Wildlife Management in the National Parks:
The Leopold Report
Control of Animal Populations
Good park management requires that ungulate populations be reduced to the level that the range will carry in good health and without impairment to the soil, the vegetation, or to habitats of other animals. This problem is world-wide in scope, and includes non-park as well as park lands. Balance may be achieved in several ways.
(a) Natural predation. – Insofar as possible, control through natural predation should be encouraged. Predators are now protected in the parks of the United States, although unfortunately they were not in the early years and the wolf, grizzly bear, and mountain lion became extinct in many of the national parks. Even today populations of large predators, where they still occur in the parks, are kept below optimal level by programs of predator control applied outside the park boundaries. Although the National Park Service has attempted to negotiate with control agencies of federal and local governments for the maintenance of buffer zones around the parks where predators are not subject to systematic control, these negotiations have been only partially successful. The effort to protect large predators in and around the parks should be greatly intensified. At the same time, it must be recognized that predation alone can seldom be relied upon to control ungulate numbers, particularly the larger species such as bison, moose, elk, and deer; additional artificial controls frequently are called for.
(b) Trapping and transplanting. – Traditionally in the past the National Park Service has attempted to dispose of excess ungulates by trapping and transplanting.
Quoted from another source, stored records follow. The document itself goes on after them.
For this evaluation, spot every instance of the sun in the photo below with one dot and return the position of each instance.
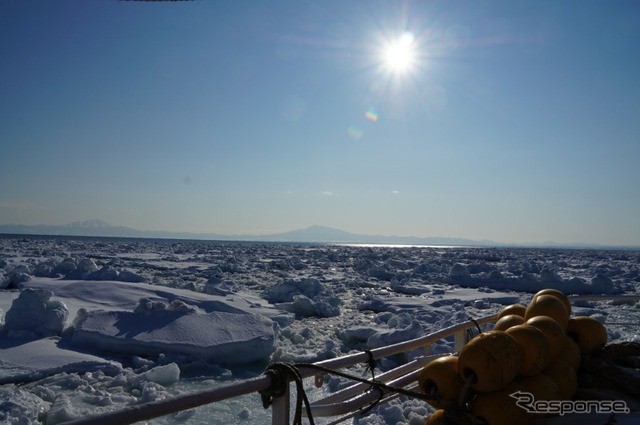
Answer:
(399, 56)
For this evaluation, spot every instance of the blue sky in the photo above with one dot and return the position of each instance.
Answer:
(517, 121)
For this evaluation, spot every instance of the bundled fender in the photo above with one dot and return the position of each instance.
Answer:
(440, 378)
(536, 351)
(548, 305)
(508, 321)
(491, 360)
(552, 330)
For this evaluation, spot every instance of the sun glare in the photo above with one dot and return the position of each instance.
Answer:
(399, 55)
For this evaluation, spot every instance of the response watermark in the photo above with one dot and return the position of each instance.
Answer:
(528, 402)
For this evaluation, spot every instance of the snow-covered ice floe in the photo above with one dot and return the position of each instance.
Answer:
(89, 326)
(218, 337)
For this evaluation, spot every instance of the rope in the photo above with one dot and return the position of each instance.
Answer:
(280, 374)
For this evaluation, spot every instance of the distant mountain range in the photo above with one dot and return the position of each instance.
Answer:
(312, 234)
(317, 234)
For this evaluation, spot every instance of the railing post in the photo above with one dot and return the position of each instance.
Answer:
(459, 340)
(280, 408)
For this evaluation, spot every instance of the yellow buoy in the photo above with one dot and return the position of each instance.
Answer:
(500, 408)
(505, 322)
(491, 360)
(441, 379)
(536, 351)
(548, 305)
(552, 330)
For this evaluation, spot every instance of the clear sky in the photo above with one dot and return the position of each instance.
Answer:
(515, 121)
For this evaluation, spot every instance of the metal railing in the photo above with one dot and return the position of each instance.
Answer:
(343, 404)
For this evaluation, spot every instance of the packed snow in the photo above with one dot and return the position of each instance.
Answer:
(90, 325)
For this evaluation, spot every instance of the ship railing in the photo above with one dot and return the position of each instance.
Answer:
(339, 406)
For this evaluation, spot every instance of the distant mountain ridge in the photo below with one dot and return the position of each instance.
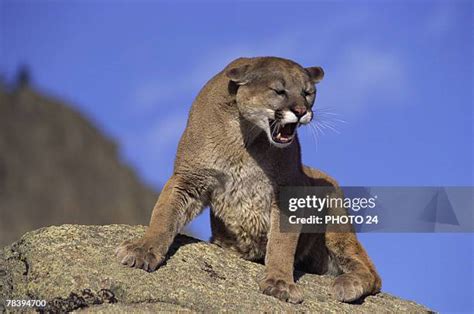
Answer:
(56, 167)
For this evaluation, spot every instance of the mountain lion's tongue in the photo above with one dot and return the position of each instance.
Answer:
(287, 130)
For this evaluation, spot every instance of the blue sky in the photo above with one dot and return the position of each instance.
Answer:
(399, 74)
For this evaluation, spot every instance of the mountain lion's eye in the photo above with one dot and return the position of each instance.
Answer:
(280, 92)
(307, 93)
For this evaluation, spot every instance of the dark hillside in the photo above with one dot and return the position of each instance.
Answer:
(56, 167)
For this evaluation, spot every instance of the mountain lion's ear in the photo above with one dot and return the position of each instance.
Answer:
(239, 75)
(316, 74)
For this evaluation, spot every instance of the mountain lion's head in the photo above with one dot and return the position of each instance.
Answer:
(275, 94)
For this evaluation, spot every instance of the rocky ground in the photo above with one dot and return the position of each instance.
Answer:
(72, 267)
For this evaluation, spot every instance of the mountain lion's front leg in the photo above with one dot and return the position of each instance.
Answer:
(178, 203)
(279, 263)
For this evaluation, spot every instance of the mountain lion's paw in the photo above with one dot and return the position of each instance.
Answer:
(347, 288)
(139, 254)
(281, 289)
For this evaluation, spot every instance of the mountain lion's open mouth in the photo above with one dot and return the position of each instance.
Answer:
(282, 133)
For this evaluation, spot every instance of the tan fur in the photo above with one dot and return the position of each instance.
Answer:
(228, 160)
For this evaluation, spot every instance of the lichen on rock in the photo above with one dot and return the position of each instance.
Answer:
(72, 267)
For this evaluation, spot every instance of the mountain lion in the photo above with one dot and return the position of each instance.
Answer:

Since 1892, for example, Yellowstone National Park alone has supplied 10,478 elk for restocking purposes. Many of the elk ranges in the western United States have been restocked from this source. Thousands of deer and lesser numbers of antelope, bighorns, mountain goats, and bison also have been moved from the parks. This program is fully justified so long as breeding stocks are needed. However, most big game ranges of the United States are essentially filled to carrying capacity, and the cost of a continuing program of trapping and transplanting cannot be sustained solely on the basis of controlling populations within the parks. Trapping and handling of a big game animal usually costs from $50 to $150 and in some situations much more. Since annual surpluses will be produced indefinitely into the future, it is patently impossible to look upon trapping as a practical plan of disposal.
(c) Shooting excess animals that migrate outside the parks. – Many park herds are migratory and can be controlled by public hunting outside the park boundaries. Especially is this true in mountain parks which usually consist largely of summer game range with relatively little winter range. Effective application of this form of control frequently calls for special regulations, since migration usually occurs after normal hunting dates. Most of the western states have cooperated with the National Park Service in scheduling late hunts for the specific purpose of reducing park game herds, and in fact most excess game produced in the parks is so utilized. This is by far the best and the most widely applied method of controlling park populations of ungulates. The only danger is that migratory habits may be eliminated from a herd by differential removal, which would favor survival of non-migratory individuals. With care to preserve, not eliminate, migratory traditions, this plan of control will continue to be the mayor form of herd regulation in national parks.